I thought I’d seen everything in 40 years of theatre reviewing but Macbeth by the Guildford Shakespeare Company at Holy Trinity Church produced a first. Arriving for a weekday matinee, I was pleased to see a significant curriculum audience: youngsters relish blood and gore. But not so one of their teachers. Midway through the banquet scene, she fled the theatre in fright and didn’t return even after the interval.

Director Charlotte Conquest has created a site-specific version of the best kind in which it became unclear what was a prop and what was a permanent component of the church. Venue and the play’s environment had truly merged.

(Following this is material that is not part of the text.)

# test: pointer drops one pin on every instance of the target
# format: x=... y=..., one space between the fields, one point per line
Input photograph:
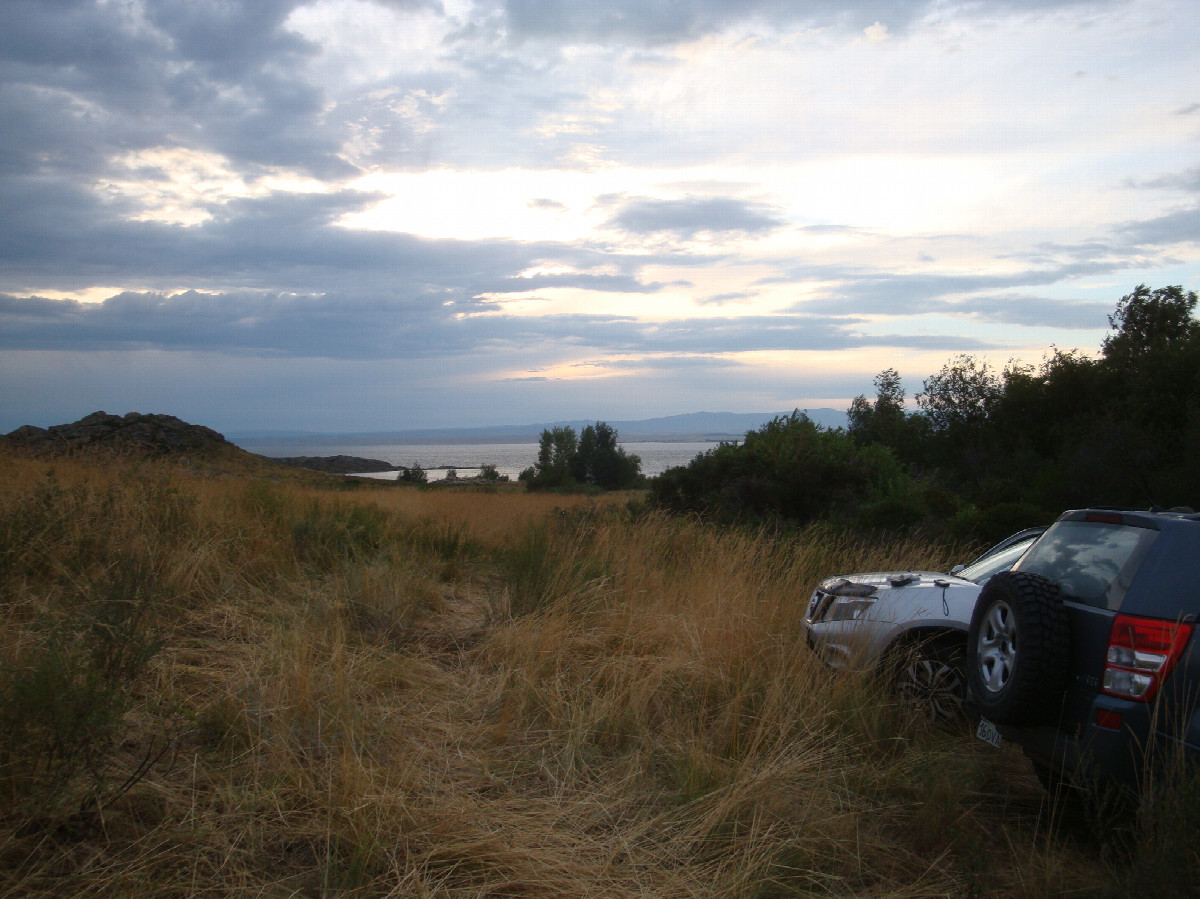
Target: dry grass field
x=257 y=684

There is a radical decision to cast one of the company’s principal performers, Sarah Gobran, as Banquo and for her to play the role as a woman when her army uniform struck me as androgynous and she could easily have portrayed a man. There is something peculiarly masculine about the Macbeth-Banquo exchanges concerning who will rule and who will merely beget rulers, and the parade of kings had to be trimmed as a result.

As Macbeth, Jack Whitam realizes that the playwright has done most of the work for him; sit precisely on the meter of the verse and the audience will pick up every nuance of your state of mind. He is particularly adept with the confessional asides and soliloquies while immediately convincing as a career soldier.

 

Macbeth at Holy Trinity Church, Guildford. Photo credit: Matt Pereira.

 

Stella Taylor is an authentically psychopathic Lady Macbeth, truly a ‘fiend-like queen’ but with the charisma to evoke loyalty from her retinue as well as blind love from her husband whose: “She should have died hereafter” suggests that he now sees no meaning in life and craves a quick reunion with her.

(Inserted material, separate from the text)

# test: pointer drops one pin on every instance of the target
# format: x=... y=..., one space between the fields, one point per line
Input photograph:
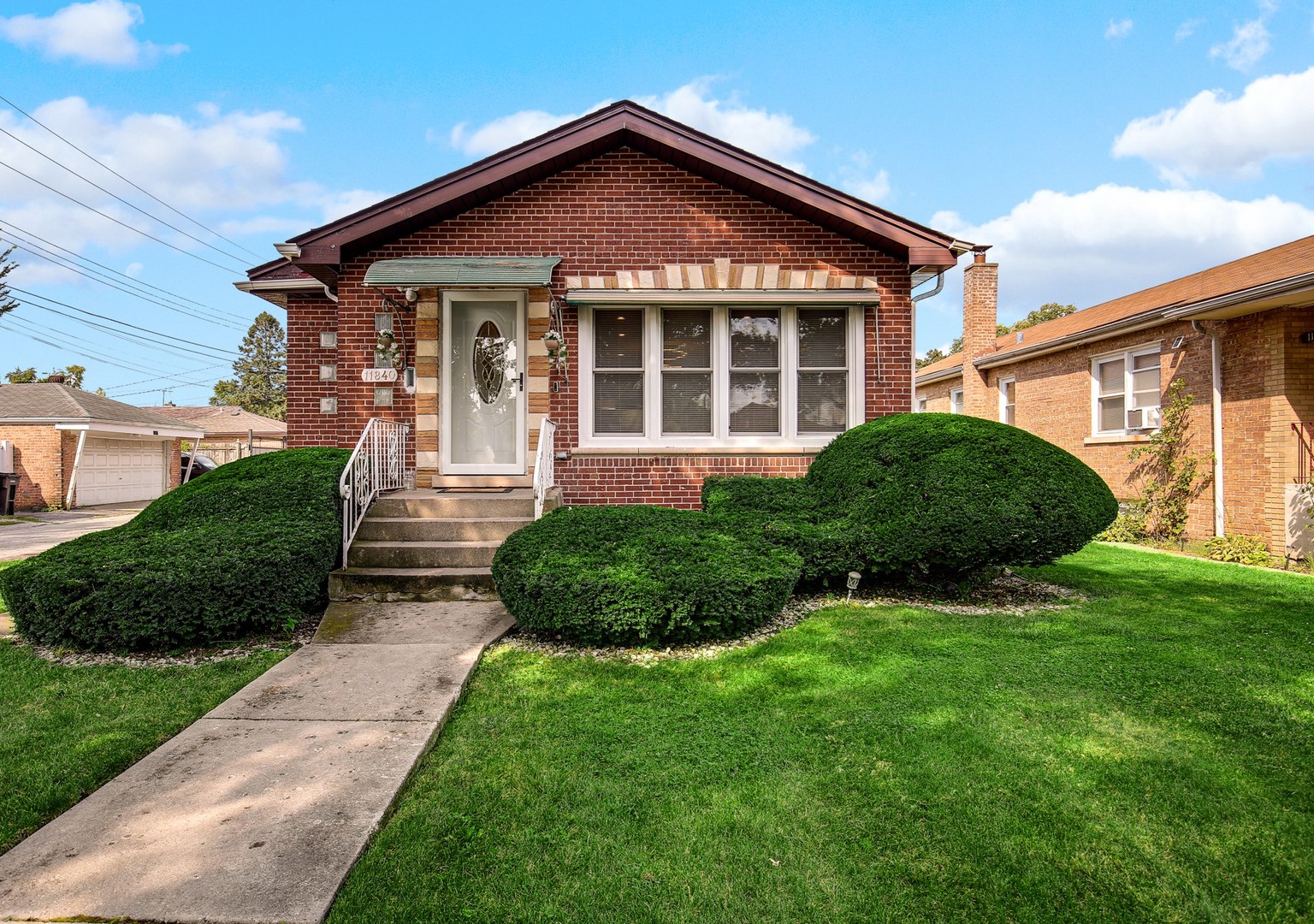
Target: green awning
x=446 y=271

Lucy Pearson is outstanding in multiple roles including a seductive first witch, Donalbain and Fleance. She switches characters and genders thanks to functional choices by costume supervisor Anett Black whose creations allow most of the cast to treble-up convincingly. I always expect first-rate verse speaking here but Annabelle Terry brings fluidity to her speeches as many characters, most notably Lennox.

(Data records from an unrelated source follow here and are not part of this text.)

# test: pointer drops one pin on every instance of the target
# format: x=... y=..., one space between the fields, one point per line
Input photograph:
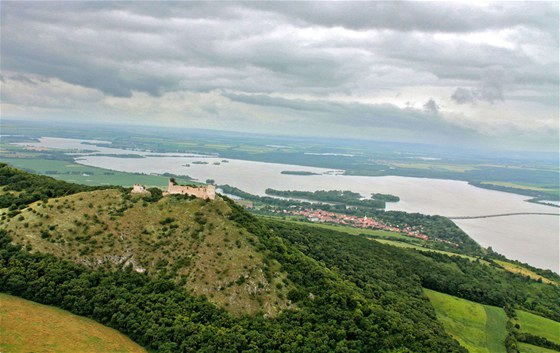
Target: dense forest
x=350 y=293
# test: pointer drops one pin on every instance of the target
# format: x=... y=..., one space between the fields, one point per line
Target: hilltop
x=182 y=238
x=180 y=274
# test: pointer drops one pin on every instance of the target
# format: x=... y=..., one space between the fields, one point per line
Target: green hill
x=539 y=326
x=479 y=328
x=30 y=327
x=179 y=274
x=184 y=239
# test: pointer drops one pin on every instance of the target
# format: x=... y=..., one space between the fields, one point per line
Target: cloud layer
x=412 y=70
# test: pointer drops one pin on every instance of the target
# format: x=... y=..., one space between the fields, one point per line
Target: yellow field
x=26 y=326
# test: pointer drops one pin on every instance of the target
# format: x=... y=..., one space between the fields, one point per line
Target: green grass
x=26 y=326
x=539 y=326
x=479 y=328
x=81 y=174
x=357 y=231
x=192 y=241
x=529 y=348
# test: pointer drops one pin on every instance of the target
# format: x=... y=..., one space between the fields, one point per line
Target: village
x=352 y=221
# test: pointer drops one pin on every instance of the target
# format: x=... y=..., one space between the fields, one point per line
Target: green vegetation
x=30 y=327
x=477 y=327
x=529 y=348
x=538 y=326
x=447 y=236
x=354 y=157
x=20 y=189
x=77 y=173
x=180 y=274
x=366 y=261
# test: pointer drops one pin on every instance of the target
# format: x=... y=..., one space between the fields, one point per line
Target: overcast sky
x=433 y=72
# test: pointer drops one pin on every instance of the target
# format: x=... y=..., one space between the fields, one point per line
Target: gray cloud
x=490 y=90
x=463 y=95
x=355 y=114
x=431 y=106
x=314 y=52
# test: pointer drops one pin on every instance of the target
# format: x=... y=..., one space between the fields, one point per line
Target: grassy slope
x=477 y=327
x=95 y=176
x=30 y=327
x=197 y=246
x=529 y=348
x=539 y=326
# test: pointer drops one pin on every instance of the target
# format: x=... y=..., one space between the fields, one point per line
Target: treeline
x=21 y=188
x=368 y=263
x=434 y=226
x=333 y=315
x=437 y=227
x=345 y=197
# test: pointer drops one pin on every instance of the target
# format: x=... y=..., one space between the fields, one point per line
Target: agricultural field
x=539 y=326
x=81 y=174
x=479 y=328
x=359 y=231
x=30 y=327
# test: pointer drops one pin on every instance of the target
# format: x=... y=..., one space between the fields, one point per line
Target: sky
x=480 y=74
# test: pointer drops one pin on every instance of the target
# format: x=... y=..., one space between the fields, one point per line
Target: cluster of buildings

Publicity blurb had suggested the piece would be set in the Balkans. I saw it rather as guerrilla warfare that had spilled over into a church, with Neil Irish’s two-tiered design using nave, altar, transepts and even pulpit.

At the macro level, the prospect of an unprincipled megalomaniac who is happy to dispose of those who have brought him to power makes us look at current leaders on both sides of the Atlantic. Shakespeare’s handling of equivocation in this play is an antecedent of the Orwellian ‘alternative facts’ used by Trump’s advisors.

 

Jack Whitam and  Eric MacLennan. Photo credit: Marc Brenner.

 

Little was done with Burnham Wood advancing on Dunsinane and you would have expected more from such an inventive company. I made a deliberate choice to attend a matinee and imagine that lighting designer Mark Dymock’s effects in the evening, notably for the sleepwalking scene and with the church’s stained glass coming into play, would have been impressive.

And the detail that sent the drama teacher rushing out? With simple stagecraft, as Lady Macbeth lifts a soup tureen at the banquet we see Banquo’s head lolling on a platter with the actor crouching under the dais. It was pulled off exquisitely and proved truly stomach-churning.